Penny Stocks

When we talk about “penny stocks” today, we usually mean company shares that are trading for less than 5 USD per share. An alternative term is micro-cap stocks, since the total capitalization tends to be very low when each share is worth so little. While the term “penny stocks” implies these stocks to be valued at one or a few pennies, that is rarely the case nowadays. The U.S. Securities and Exchange Commission (SEC) currently classifies any security traded under $5 as a penny stock.

Penny stock companies can have a low valuation because they are new and up-and-coming, or because they used to do better but are now struggling. They are usually not traded on exchanges like the New York Stock Exchange (NYSE) or Nasdaq, but are found on over-the-counter (OTC) market places.

The Attraction of Penny Stocks

The primary allure of penny stocks lies in their low price and potential for significant returns. Because of their low per-share price, small changes can result in substantial percentage gains. For instance, a shift from $2 to $4 equates to a 100% return on investment.

Some traders are also happy about being able to buy 100 shares or more for very little money. If you want to buy a 100 shares in Apple, which is definitely not a penny stock, it would today – when this article is being written – require an investment exceeding $17,200. For a 100 shares in Texas Pacific Land Corp, you would need to put well over $580,000 on the line. Penny stocks, on the other hand, is something we can invest in without having access to a big bankroll, and this is part of their appeal.

It is also important to remember that penny stocks are appealing to certain traders who really like the idea of finding “a diamond in the rough”. Buying blue chip stock might be a safe and suitable investment, but does it make you feel like you are a highly skilled investor who can read the market better than most other traders?

Last but not least, investing in penny stocks can be quite the adventure, and some treat it more like a casino experience than traditional investing.

The Risks Involved 

The bright sides of penny stocks should not be allowed to overshadow their inherent risk. The same volatility that can lead to massive gains can also result in significant losses. Some penny stocks have become penny stocks specifically because the company is in a downward spiral. A bankruptcy can wipe out your entire investment and this should be taken into account before you put any money at risk.

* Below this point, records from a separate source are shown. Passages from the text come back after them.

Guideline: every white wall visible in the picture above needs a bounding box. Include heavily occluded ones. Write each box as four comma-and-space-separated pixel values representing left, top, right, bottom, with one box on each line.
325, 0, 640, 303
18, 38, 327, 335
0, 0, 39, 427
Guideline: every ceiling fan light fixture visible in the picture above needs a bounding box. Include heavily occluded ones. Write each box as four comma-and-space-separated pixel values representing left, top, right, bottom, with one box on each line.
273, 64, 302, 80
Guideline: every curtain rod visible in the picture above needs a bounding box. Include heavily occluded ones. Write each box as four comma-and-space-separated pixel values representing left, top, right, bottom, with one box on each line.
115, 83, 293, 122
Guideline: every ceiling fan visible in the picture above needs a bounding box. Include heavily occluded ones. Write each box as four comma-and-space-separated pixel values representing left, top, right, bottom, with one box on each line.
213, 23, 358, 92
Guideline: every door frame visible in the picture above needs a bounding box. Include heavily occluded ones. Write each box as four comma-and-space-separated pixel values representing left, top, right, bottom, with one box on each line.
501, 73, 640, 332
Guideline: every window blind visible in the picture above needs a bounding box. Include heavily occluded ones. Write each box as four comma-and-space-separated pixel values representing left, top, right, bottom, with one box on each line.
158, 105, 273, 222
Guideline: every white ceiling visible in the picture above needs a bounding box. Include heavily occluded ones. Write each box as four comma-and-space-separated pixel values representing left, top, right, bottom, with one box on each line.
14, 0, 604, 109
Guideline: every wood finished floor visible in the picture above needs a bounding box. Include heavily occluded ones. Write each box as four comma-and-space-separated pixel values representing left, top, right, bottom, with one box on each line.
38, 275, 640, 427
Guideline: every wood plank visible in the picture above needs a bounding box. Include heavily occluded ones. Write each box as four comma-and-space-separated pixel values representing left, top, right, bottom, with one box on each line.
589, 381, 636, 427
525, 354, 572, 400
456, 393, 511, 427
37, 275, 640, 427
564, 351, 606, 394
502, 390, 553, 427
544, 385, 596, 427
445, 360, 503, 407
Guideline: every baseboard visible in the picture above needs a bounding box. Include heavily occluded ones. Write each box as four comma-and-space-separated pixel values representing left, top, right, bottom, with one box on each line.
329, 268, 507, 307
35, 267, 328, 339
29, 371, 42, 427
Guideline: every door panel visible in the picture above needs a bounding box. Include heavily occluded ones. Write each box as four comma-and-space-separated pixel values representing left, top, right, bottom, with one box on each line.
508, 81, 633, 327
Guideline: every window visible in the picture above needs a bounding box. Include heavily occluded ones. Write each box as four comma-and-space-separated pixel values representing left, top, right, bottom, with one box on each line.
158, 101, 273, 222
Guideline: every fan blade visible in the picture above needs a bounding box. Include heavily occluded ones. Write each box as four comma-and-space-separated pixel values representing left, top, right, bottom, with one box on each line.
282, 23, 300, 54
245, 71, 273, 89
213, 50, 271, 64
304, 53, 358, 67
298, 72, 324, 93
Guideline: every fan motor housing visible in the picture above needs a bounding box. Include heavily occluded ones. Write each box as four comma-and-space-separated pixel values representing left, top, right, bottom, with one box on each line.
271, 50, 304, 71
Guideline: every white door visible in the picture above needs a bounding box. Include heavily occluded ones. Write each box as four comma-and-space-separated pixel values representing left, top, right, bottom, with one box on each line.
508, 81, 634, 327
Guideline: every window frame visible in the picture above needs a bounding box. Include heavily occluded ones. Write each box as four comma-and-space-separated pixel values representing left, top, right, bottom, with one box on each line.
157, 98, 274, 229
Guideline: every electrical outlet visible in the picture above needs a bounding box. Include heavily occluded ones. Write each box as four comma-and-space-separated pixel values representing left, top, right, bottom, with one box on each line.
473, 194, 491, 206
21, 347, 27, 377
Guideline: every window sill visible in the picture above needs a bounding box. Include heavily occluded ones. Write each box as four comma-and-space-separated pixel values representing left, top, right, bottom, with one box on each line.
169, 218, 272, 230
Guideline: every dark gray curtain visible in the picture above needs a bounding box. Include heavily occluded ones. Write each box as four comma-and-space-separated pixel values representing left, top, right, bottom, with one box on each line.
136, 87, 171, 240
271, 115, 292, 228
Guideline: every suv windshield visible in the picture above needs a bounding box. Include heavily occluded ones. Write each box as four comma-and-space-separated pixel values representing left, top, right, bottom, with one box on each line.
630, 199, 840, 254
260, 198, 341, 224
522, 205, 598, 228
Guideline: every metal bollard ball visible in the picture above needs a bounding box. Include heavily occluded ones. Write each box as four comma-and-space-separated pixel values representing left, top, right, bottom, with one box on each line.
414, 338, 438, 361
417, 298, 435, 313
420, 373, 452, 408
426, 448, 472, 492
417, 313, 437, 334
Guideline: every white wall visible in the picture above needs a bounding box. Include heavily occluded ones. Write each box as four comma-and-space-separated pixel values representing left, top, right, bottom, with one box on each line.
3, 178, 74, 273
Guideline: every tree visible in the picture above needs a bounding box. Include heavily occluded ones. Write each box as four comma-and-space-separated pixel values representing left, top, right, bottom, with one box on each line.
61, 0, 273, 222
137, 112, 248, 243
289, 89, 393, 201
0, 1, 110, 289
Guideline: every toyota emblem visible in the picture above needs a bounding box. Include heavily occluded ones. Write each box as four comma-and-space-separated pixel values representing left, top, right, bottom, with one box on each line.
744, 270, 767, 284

Investing in penny stocks comes with higher risk due to lack of liquidity, sometimes limited company information, and a high potential for fraud. Due to the low liquidity, investors might find it challenging to sell stock since there might not be enough buyers in the market. Sure, you could put in a stop-loss order in an attempt to manage the risk, but is there anyone on the other side willing to buy?

Limited company information makes it harder for investors to make informed decisions. If you are used to buying exchange-listed shares, remember that the OTC markets are less regulated than exchanges, both from a legal perspective and when it comes to the internal protocols of the market place.

Fraud is not just something that can happen because of fraudulent pracitises within the penny stock company – it can also be the result of outside fraudsters. An absolutely legal and reputable penny stock company can for instance be used by a scammer running a pump-and-dump scheme.

How to Invest in Penny Stocks

Despite the risks, if you choose to invest in penny stocks, doing thorough research and exercising caution is vital. 

1. Research: Begin with investigating the company whose stock you’re considering. Look at its financial status, market position, and industry potential. 

2. Diversify: Don’t put all your eggs in the penny stock basket. Diversify your portfolio to mitigate the risk associated with these stocks.

3. Use Limit Orders: A limit order allows you to specify the maximum price you’re willing to pay for a stock, offering a better control over the amount of money invested.

4.Be Prepared for Losses: Be mentally prepared for potential losses. Investing in penny stocks should be approached with money you are okay with losing.

5. Avoid Frauds: Research common scams involving penny stocks and be aware of the warning signals.


Penny stocks might seem like an attractive option for their potential high-yield returns. However, they are not for the faint-hearted due to their inherent volatility and risk. With the right strategy, thorough research, and a bit of luck, investing in penny stocks can be profitable. As always, invest wisely and cautiously.